Les médias, les diplomaties et les opinions publiques suivent — ou plutôt subissent — cette logique d’embrasement. On s’enfonce dans la guerre sans plan de sortie, avec des certitudes qui deviennent vite des pièges.

​Une guerre qui n’est pas sans causes rationnelles

Mais faut-il pour autant faire de la guerre d’Ukraine une pure répétition de 1914 ? L’analogie, séduisante, oublie plusieurs éléments.

La Seconde Guerre mondiale avait une origine idéologique claire : l’expansionnisme nazi, la revanche post-Versailles, la destruction volontaire des démocraties. L’Ukraine, quant à elle, cristallise les tensions d’un monde post-soviétique mal digéré, d’une Otan élargie, et d’un sentiment d’encerclement ressenti par la Russie. Ce sont là des éléments bien plus géopolitiques que simplement passionnels.

D’un autre côté, si 1914 fut déclenchée sans véritable volonté populaire ou débat national, la guerre d’Ukraine survient dans un contexte où les opinions sont mobilisées, où les États utilisent activement la guerre de l’information, et où chaque acteur a ses propres rationalités — contestables certes, mais structurées.

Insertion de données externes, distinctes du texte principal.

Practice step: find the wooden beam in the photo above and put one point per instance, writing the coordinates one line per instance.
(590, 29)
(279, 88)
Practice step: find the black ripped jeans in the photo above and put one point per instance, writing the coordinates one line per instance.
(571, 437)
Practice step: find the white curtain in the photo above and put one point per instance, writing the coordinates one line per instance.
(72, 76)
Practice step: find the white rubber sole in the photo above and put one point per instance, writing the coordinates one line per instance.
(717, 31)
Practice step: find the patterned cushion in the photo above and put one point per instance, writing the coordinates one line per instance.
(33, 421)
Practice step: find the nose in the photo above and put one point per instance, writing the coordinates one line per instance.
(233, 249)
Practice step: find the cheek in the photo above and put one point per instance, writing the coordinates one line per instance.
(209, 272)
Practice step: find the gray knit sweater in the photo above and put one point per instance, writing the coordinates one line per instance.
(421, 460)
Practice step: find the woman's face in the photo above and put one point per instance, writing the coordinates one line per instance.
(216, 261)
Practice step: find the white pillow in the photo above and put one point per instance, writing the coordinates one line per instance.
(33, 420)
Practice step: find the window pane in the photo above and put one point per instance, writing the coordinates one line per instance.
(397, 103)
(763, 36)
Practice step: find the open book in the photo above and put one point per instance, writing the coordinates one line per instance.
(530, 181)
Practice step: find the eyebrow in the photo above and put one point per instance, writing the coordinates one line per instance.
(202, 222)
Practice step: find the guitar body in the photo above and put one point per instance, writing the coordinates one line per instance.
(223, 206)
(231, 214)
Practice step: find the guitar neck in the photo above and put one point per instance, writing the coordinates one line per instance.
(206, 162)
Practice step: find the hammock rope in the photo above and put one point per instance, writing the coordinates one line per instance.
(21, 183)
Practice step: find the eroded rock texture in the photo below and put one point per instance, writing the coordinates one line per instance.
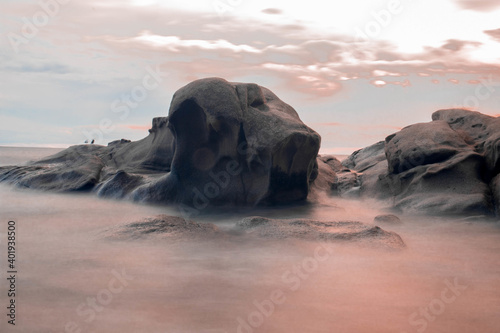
(222, 144)
(332, 231)
(447, 166)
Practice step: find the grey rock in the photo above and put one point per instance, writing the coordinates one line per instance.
(387, 219)
(162, 226)
(319, 231)
(222, 144)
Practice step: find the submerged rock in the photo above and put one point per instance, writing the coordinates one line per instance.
(319, 231)
(162, 226)
(222, 144)
(447, 166)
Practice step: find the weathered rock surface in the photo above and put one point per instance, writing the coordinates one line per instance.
(162, 226)
(447, 166)
(389, 219)
(319, 231)
(222, 144)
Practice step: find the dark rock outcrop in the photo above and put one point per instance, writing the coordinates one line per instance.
(387, 219)
(222, 144)
(447, 166)
(162, 226)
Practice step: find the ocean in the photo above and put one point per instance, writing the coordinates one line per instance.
(70, 278)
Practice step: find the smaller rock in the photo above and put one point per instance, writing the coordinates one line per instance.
(387, 218)
(329, 231)
(163, 226)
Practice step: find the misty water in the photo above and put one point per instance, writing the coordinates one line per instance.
(447, 279)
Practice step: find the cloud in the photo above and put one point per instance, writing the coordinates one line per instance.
(272, 11)
(479, 5)
(495, 34)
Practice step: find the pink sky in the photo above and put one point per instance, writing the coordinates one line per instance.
(355, 71)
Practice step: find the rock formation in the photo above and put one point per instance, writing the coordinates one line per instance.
(312, 230)
(221, 144)
(448, 166)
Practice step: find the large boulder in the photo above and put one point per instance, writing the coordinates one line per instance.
(222, 143)
(447, 166)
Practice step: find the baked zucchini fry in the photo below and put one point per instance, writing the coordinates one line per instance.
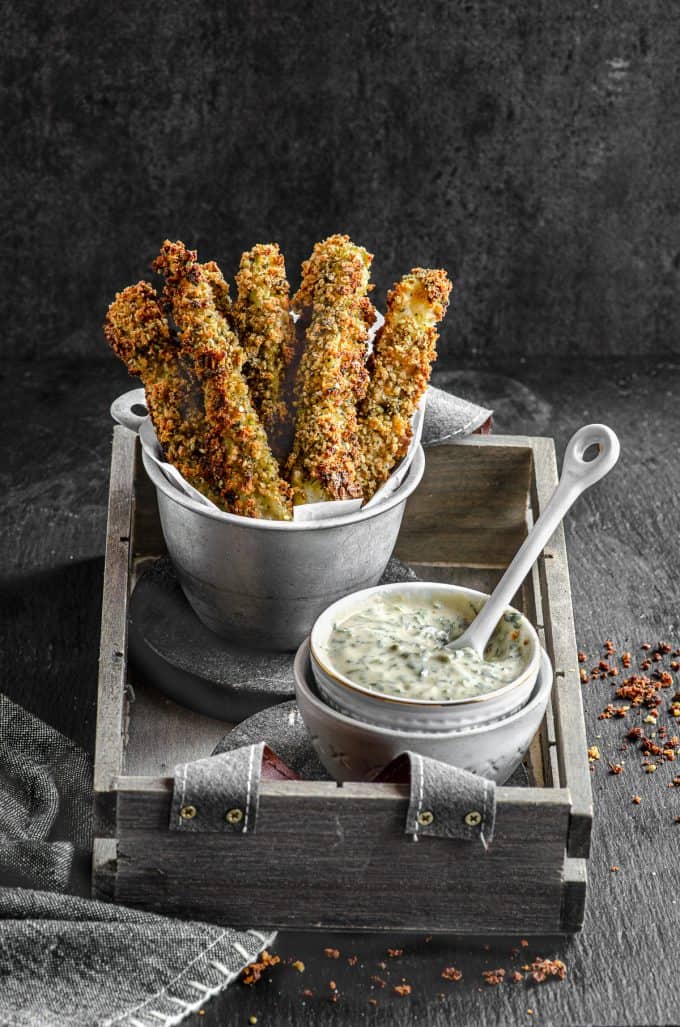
(237, 452)
(332, 373)
(400, 368)
(220, 289)
(262, 318)
(138, 333)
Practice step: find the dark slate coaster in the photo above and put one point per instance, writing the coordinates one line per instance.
(282, 729)
(176, 652)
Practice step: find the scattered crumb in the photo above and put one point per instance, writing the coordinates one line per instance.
(253, 973)
(540, 970)
(451, 974)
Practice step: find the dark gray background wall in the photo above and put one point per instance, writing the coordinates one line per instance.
(532, 148)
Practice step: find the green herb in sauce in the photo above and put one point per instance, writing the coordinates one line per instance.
(397, 644)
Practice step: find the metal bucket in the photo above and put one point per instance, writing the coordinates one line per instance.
(263, 583)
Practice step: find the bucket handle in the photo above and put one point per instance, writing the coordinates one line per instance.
(122, 410)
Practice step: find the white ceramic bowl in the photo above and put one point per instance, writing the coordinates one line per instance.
(353, 751)
(408, 714)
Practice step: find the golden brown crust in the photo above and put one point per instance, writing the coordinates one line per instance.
(400, 367)
(262, 319)
(220, 289)
(332, 373)
(137, 331)
(241, 464)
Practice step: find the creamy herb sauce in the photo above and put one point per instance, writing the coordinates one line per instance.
(397, 644)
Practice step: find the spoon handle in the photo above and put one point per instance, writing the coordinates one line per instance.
(577, 474)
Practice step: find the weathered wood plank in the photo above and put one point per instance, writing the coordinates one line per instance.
(148, 533)
(113, 640)
(355, 868)
(575, 886)
(185, 735)
(105, 852)
(561, 640)
(467, 489)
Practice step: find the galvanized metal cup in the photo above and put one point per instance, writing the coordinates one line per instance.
(263, 583)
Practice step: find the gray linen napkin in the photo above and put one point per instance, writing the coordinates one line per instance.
(67, 960)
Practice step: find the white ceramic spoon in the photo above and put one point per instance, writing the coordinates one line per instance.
(577, 474)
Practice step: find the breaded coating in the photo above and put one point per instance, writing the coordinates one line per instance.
(262, 319)
(241, 463)
(137, 331)
(332, 374)
(220, 289)
(400, 368)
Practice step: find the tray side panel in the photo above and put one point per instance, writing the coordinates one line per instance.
(113, 638)
(561, 640)
(325, 857)
(466, 487)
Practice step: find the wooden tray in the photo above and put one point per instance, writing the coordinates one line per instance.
(326, 857)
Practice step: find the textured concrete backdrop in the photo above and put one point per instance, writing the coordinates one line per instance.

Enfin, à la différence de 1914, le monde est aujourd’hui globalisé, connecté, nucléaire : les calculs sont peut-être fous, mais ils restent encadrés par une conscience accrue des risques. L’erreur reste possible, mais la guerre totale est désormais évitée — du moins jusqu’à nouvel ordre.

​Une guerre de notre temps, hantée par les fantômes du passé

Il est tentant de dire que l’histoire bégaie. Et dans le cas de la guerre d’Ukraine, la tentation est forte d’y voir une répétition tragique du basculement de 1914. Mais au-delà des apparences, les contextes diffèrent. La comparaison a du sens pour alerter, pas pour réduire. Si l’Europe de 1914 s’est suicidée, celle de 2022 se fragilise sous le poids d’une guerre qu’elle n’a pas voulu, mais qu’elle n’a pas su éviter.

Et si la guerre d’Ukraine n’était ni passionnelle, ni irrationnelle ?

Peut-être que nous aimons trop les analogies historiques. Peut-être que voir dans la guerre d’Ukraine une "seconde Sarajevo" rassure notre esprit critique, sans vraiment éclairer les responsabilités. Car au fond, cette guerre est aussi le fruit d'une stratégie assumée par le Kremlin, nourrie de rapports de force, de lectures militaires, de reconstructions du passé à des fins présentes. L’irrationnel n’est peut-être qu’une façade : les empires modernes, eux, savent fort bien ce qu’ils font.